Коля лежал на диване, как Обломов, даже халат на нем обломовский: длинный, неудобный, пушистый, с широким мягким поясом. Лицо обрюзгло, живот колышется, как огромная глыба студня, глаза с полопавшимися кровеносными сосудиками хмуро взглянули в мою сторону из-под тяжелых набрякший век.

– Чё там… А, это ты, Володька! Вот уж не ожидал, что такое важное лицо нас посетит…

– Не груби, – сказал я. – Ты чего лежишь?

– Дык, это крайняя позиция, – объяснил он. – Помнишь, лучше идти, чем бежать, лучше стоять, чем идти…

Я осматривался по сторонам, стараясь отличить, что в этой безумно просторной квартире, совсем не по Колиным средствам, реальное, а что виртуальное и где стена. Да и мебель что-то чересчур антикварная, что-то Колю потянуло на старину, но ему даже эти вот шлепанцы Людовика не по карману, а тут такая мебель, весь Версальский дворец перетащил…

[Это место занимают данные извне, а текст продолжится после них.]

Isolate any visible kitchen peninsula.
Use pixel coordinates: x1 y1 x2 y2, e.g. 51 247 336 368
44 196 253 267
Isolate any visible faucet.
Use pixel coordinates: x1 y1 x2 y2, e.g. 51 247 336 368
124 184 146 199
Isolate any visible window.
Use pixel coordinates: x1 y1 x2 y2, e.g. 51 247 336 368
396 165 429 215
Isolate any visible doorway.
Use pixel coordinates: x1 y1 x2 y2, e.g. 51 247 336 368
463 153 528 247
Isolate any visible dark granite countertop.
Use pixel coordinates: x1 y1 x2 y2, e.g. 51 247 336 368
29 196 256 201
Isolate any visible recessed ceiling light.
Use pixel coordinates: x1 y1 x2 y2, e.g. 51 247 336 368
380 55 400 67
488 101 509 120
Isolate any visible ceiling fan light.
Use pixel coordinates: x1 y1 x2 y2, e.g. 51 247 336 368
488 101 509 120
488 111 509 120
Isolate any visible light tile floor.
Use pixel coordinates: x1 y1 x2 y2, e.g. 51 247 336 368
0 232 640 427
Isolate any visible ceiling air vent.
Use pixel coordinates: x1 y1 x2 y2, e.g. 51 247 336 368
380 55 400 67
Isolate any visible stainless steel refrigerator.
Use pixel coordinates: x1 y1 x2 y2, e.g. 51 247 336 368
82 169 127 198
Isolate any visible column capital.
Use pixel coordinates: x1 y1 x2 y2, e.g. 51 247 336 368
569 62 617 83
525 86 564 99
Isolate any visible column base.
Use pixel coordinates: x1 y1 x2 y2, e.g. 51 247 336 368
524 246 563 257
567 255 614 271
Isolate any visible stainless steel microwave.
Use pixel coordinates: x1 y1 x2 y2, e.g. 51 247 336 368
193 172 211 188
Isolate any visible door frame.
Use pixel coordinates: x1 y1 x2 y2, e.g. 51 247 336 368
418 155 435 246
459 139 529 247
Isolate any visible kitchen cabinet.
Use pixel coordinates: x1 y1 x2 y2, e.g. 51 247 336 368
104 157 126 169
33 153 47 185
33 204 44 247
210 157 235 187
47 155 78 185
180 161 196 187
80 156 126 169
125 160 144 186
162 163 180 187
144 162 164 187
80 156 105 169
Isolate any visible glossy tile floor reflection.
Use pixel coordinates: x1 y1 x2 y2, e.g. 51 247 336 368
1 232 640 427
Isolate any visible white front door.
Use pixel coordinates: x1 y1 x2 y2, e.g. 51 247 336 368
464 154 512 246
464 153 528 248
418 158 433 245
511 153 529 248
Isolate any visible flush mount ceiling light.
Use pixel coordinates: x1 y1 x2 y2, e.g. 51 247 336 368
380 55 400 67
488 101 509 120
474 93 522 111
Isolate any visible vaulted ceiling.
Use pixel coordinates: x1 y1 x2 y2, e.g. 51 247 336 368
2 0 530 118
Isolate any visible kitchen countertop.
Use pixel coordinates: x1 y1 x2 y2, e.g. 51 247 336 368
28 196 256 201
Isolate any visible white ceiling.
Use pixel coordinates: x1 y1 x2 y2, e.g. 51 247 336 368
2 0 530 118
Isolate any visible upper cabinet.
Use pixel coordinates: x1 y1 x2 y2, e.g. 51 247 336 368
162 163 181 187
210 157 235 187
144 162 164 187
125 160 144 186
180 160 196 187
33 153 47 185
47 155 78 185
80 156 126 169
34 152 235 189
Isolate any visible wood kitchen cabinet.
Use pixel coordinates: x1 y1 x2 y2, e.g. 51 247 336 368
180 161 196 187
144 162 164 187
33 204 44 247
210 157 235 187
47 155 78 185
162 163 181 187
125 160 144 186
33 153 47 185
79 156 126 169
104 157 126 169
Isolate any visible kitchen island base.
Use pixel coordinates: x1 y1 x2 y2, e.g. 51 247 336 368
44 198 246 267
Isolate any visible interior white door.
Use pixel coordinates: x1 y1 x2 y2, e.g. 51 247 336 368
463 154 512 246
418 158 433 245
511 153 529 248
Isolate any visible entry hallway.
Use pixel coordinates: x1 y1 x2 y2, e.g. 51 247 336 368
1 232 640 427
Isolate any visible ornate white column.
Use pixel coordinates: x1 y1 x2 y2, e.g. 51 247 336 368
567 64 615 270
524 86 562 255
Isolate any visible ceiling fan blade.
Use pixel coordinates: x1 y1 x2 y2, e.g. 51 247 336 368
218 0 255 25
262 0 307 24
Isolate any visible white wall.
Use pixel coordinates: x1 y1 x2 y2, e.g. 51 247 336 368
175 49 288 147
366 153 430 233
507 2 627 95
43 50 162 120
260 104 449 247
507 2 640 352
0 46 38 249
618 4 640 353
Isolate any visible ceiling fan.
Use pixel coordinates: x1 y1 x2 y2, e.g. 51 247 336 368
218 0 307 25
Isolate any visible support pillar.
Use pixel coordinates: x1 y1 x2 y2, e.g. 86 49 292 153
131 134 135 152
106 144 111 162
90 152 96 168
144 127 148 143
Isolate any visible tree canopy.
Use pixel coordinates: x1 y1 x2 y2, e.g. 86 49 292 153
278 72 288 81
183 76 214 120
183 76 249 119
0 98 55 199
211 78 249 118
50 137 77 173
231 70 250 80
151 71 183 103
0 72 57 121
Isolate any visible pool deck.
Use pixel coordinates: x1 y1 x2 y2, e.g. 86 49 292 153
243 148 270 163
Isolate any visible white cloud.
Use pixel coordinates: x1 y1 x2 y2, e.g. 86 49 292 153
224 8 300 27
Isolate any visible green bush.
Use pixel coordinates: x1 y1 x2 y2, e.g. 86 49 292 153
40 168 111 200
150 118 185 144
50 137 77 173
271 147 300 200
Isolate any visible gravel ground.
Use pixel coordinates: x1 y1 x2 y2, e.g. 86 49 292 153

– А ты не всматривайся, – посоветовал он с дивана, – расслабься и наслаждайся. Попробуй принять мир таким, какой он есть.

Обнаженная девушка, игриво покачивая безукоризненными бедрами, принесла поднос с соками, поставила по бокалу перед нами, показала чувственный рот в игривой улыбке и, так же покачивая бедрами, удалилась…

Я протянул руку к бокалу, ожидая, что пальцы пройдут сквозь голографическое изображение, но ощутил холодное прикосновение стекла. Сок оказался кстати, пересохшее горло приняло с благодарностью. Коля наблюдал с хитрой усмешкой.

– Ну как?

– Здорово, – признался я. – Честно говоря, сперва решил, что это голография.

Он прищурился.

– Почему?

– Больно безукоризненная, – объяснил я. – Такой ровной и гладкой кожи просто не бывает. И личико кукольное. Правда, сейчас стволовые клетки и прочая хрень творят чудеса. Женщины как с ума сошли, стараясь сделать себя под мультипликационные образы. Или под персонажи байм.

Он печально вздохнул.

– Ты прав, прав. Только вот…

Запнулся, я посмотрел настороженно.

– Что?

– Она не настоящая, – ответил он и, хитро посмотрев в мое ошарашенное лицо, довольно захохотал.

– Робот?

– И не робот, – ответил он с удовольствием.

Я не поверил, покачал головой.

– Что, уже и ты сумел наскрести на такую установку?.. Ладно, поверю, они и должны падать в цене, но не настолько же быстро! Ты-то как оказался в числе счастливцев?

Он засмеялся еще громче, объяснил с удовольствием:

– Им нужно было обкатать новые модели на каких-то простых и даже очень простых «простых». Я вызвался, они проверили мои параметры, а на следующий день привезли аппаратуру. Два дня настраивали, чтобы все на автомате, я же, сам знаешь, в технике не секу. У меня или все работает само, либо пошло на хрен. Словом, все команды отдаю голосом. Некоторые, правда, аппаратура не распознает, дура такая, но в остальном срабатывает.